Mulher
A perda do meu útero
Meus companheiros dos últimos anos... Agora acabou!
Perdi meu útero. Logo eu, que durante tanto tempo me autointitulei “ativista menstrual” por aí. Uma ativista menstrual meio fajuta, que usava absorvente interno, tomava anticoncepcional e estava ficando apavorada a cada vez que menstruava, mas tudo bem. Ele se foi no dia 21/12/2014, Lua Nova em Capricórnio, solstício de verão.

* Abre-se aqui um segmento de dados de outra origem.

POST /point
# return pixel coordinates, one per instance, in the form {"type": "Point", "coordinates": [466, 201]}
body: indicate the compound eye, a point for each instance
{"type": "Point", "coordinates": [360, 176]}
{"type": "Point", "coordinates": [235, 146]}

Na verdade, depois de anos como moderadora da lista “Ciclos Naturais do Feminino”, eu já me sentia hipócrita tendo de tomar anticoncepcionais e ficando preocupada com a minha menstruação o tempo inteiro. Menstruar, para mim, já não era um prazer, mas sim um calvário. Minha menstruação nunca foi “regulada” e eu não gostava disso, mas agora era diferente: além de não saber quando ela viria, eu passava medo o tempo todo. Nos primeiros anos, era apenas um medo “sujar” a roupa. De um tempo para cá, o medo era de começar a sangrar loucamente no meio da rua, no trabalho, na frente de todo mundo, e desmaiar.
A primeira vez foi em 2011. Ia começar em um novo emprego e a hemorragia veio um dia antes. Imaginem o meu desespero: primeiro dia de trabalho com um medo desgraçado de sair “vazando” na frente dos novos colegas.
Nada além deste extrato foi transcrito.